I visited Bayou Bienville again, a melancholy visit.  I've been to this part of the Lower Ninth Ward before but this morning didn't make it any less surreal to see.  I brought company with me this time and while we sat on the levee overlooking the brackish marsh that is Bayou Bienville, my companion could only say, "This is such a lonely place."

Lonely indeed.  Not only is the bayou an expanse of unrippled algae mats punctuated by decades-old, dead cypress stumps; in the other direction are the overgrown, abandoned blocks of the north side of the Lower Ninth Ward.  The land isn't totally abandoned to nature, but the scrub grass and shrubbery are running a slow motion, quiet riot over evidence of civilization.  Bushes overtake half the roadways.  We turned down one street and had to turn back, the pavement had dissolved into muddy, impassable sink holes.  It is quiet in this part of New Orleans.  Too quiet.  There are inhabited homes scattered along the remaining grid of streets but they are few and far between.  It must be lonely to live there, especially if, half a decade ago, you were used to having neighbors.
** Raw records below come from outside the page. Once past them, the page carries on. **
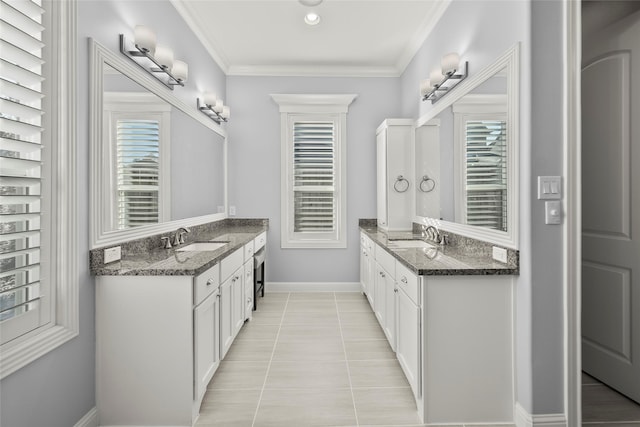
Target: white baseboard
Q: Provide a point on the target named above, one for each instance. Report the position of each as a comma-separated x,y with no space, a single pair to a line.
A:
313,287
90,419
525,419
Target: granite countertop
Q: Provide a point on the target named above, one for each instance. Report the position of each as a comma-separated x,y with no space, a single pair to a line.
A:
170,262
445,261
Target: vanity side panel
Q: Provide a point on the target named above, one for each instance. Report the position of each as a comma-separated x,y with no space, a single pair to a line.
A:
468,349
144,350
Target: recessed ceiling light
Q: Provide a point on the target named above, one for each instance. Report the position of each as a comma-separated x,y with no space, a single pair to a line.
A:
310,2
312,18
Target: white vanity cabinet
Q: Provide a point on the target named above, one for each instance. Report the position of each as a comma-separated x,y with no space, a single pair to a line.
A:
156,347
395,186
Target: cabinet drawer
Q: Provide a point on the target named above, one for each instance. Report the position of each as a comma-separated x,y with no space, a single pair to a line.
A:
206,283
248,251
231,264
260,241
386,260
408,282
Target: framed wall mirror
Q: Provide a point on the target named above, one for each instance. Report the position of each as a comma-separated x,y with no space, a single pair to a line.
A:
157,163
466,153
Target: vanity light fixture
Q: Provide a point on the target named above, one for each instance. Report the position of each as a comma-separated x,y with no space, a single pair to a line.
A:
156,59
443,79
214,108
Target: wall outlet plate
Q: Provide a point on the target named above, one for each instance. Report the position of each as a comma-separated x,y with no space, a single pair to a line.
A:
112,254
500,254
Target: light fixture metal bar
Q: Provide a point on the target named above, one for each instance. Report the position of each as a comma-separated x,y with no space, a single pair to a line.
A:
141,53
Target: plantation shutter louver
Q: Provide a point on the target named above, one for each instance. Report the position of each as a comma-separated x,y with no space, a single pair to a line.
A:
486,173
21,111
138,170
314,176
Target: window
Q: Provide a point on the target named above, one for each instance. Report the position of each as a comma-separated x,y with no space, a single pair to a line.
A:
38,283
481,137
138,127
313,180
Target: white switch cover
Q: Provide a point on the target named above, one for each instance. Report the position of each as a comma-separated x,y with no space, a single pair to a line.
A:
549,187
500,254
112,254
553,212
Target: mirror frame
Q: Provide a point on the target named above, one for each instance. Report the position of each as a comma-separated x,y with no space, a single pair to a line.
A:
99,236
510,61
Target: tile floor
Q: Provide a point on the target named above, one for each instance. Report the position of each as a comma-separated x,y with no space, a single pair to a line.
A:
604,407
310,359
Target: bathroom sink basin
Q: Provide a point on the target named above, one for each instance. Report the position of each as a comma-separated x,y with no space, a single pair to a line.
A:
409,244
202,246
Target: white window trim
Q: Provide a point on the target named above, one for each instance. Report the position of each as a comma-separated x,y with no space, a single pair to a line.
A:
115,104
63,250
333,107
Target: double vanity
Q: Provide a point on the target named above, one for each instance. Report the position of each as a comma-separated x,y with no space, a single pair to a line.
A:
447,312
165,318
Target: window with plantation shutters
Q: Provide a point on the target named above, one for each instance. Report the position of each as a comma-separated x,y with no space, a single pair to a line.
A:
313,184
24,299
314,176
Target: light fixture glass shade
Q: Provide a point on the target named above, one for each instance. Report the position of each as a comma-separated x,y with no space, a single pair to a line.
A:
312,18
436,77
425,87
210,99
180,70
164,56
226,112
450,63
145,39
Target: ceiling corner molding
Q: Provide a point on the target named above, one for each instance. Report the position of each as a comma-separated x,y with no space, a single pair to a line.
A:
188,17
425,30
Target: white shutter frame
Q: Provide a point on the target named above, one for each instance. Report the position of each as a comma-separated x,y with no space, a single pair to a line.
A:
319,108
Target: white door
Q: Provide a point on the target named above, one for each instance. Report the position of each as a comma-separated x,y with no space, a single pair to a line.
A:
611,206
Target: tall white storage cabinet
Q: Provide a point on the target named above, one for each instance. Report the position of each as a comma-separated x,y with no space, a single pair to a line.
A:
395,174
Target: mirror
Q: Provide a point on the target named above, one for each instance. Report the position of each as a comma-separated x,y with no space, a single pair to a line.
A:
156,163
466,157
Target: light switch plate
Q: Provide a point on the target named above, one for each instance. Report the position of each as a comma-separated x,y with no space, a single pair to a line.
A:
112,254
549,188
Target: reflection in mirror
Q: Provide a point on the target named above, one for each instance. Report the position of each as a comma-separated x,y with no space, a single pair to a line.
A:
157,162
465,158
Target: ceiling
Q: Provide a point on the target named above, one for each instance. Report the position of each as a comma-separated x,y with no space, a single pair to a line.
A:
353,38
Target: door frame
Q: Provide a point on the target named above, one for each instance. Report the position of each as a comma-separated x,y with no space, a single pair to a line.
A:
572,233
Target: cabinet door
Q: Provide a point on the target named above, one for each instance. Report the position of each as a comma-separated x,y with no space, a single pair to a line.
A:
408,340
226,320
206,346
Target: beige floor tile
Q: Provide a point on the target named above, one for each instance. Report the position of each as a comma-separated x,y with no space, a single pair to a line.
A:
309,350
311,306
368,350
239,375
248,349
256,331
602,404
309,332
301,408
384,406
312,296
377,373
233,408
362,332
353,305
307,374
307,318
357,317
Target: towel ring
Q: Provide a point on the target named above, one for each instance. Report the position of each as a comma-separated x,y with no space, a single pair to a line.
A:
401,185
427,184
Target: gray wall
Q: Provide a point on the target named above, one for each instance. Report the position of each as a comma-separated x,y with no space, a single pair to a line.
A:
254,159
58,389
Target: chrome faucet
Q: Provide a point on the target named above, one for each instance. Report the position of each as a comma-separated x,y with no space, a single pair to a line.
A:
178,239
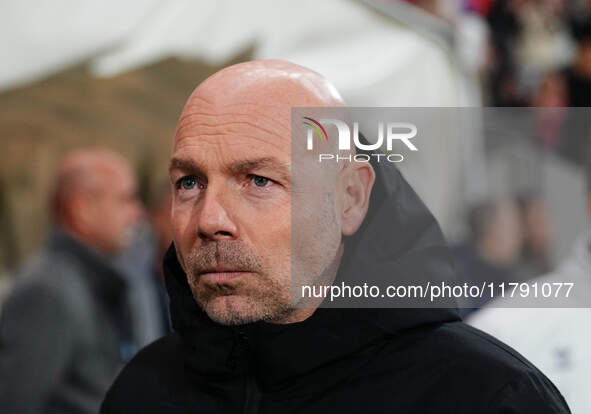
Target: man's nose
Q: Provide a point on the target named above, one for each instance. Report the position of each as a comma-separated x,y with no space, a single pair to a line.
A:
214,222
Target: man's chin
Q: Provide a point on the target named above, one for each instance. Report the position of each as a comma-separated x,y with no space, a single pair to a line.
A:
239,310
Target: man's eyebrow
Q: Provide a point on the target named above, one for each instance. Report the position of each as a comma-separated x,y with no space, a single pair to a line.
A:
183,164
247,166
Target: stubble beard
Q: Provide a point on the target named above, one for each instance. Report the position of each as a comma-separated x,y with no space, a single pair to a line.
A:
249,298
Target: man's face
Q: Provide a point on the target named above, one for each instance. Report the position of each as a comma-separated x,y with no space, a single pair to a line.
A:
231,214
115,210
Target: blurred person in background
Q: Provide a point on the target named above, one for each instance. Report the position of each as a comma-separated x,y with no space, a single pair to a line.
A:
557,340
65,329
537,234
492,251
141,265
574,144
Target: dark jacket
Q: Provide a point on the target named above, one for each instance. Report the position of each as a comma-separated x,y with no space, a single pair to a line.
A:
61,332
338,360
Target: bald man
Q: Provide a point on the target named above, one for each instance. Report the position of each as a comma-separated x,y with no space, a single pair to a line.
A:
64,330
247,227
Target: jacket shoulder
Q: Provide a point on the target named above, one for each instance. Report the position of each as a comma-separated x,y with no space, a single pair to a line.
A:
508,380
146,382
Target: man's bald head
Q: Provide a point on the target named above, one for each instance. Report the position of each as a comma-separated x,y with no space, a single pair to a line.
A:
94,198
232,171
264,90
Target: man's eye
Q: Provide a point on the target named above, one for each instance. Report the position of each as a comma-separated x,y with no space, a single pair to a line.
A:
260,181
187,183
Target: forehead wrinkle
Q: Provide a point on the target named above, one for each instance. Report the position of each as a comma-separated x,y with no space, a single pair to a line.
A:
264,143
270,114
226,127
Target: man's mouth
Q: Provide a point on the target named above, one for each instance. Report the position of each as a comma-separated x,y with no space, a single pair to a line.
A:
221,275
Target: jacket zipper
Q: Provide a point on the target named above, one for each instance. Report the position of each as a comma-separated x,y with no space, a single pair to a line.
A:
252,393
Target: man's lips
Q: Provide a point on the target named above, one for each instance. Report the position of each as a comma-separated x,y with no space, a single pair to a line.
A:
220,276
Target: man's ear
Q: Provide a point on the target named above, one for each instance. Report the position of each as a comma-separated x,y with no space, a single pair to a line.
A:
358,179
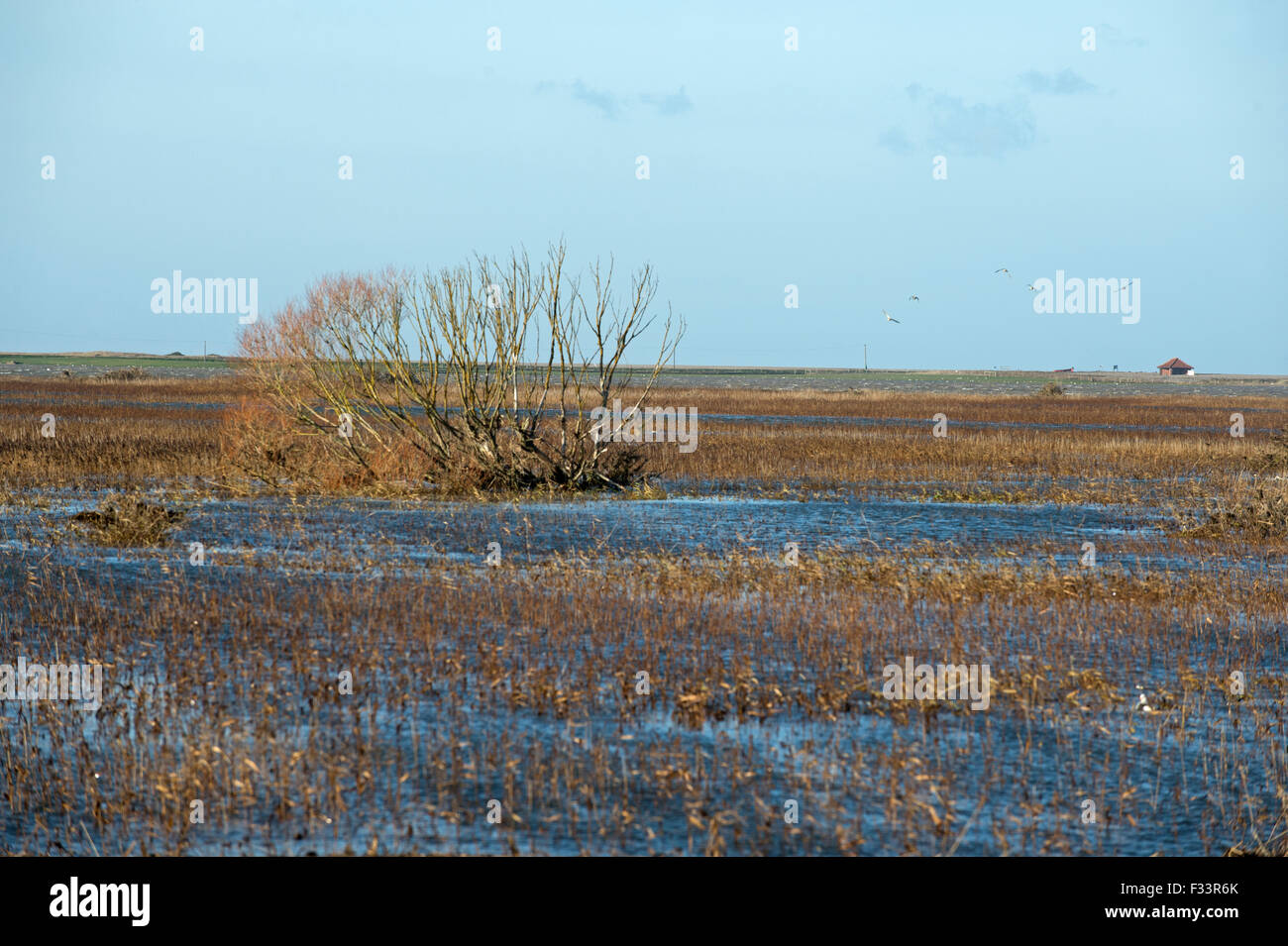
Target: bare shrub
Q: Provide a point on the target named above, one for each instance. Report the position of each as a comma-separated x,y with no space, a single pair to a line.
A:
480,376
I stopped for gas on North Claiborne Avenue and found the best price I've had the pleasure to pay in a long, long while: $2.34 for a gallon.  While filling the tank everyone who walked past between pumps and cashier said hello.  Even in this part of New Orleans where the evidence of tragedy is self-evident for anyone with eyes to see, people partake of common courtesy and humanity.  As usual, we chatted motorcycles and weather while the gas pumps filled our tanks, mine much quicker than anyone else's.

"Hope you don't get caught in the rain," one man said.  "No thunderheads yet," I replied, looking up. "Not yet, but they're coming.  Keep dry," he answered.  "Will do.  You too," I said.

We took North Claiborne home.  My companion said, "The Ninth Ward is still devastated so many years after the fact."  I couldn't do anything but agree.  The further you get from downtown in that direction the more proof you see that work needs to be done.  Tourists don't see it.  We don't really see it where we live, but the wounds inflicted on the city remain deep and raw, undressed.  If they are being addressed, it is a slow process and most probably a painful one.  It is a black mark against the federal government's reputation as much as the oil slick currently polluting the Gulf of Mexico.

I have a lot to learn about my new city, the good about it as well as the less so.  I remember my New Orleans moment on the corner of Humanity and Metropolitan Streets.  I hate to keep bringing it up but it cemented my view of this city, one that is bittersweet yet full of hope and the scope of life.  I am a stranger in a strange land yet I feel I'm home even if I don't speak the language fluently.  Sure, I'm part poseur and neophyte.  Sure, I romanticize what I experience.  Struck with so much culture shock traveling from block to block, how can I be anything else?   I cannot apologize for being what I am not.  Like New Orleans, I can only strive to be better than what I am today.  Time will take the measure of this man as it will take the measure of this city in the face of all odds against it.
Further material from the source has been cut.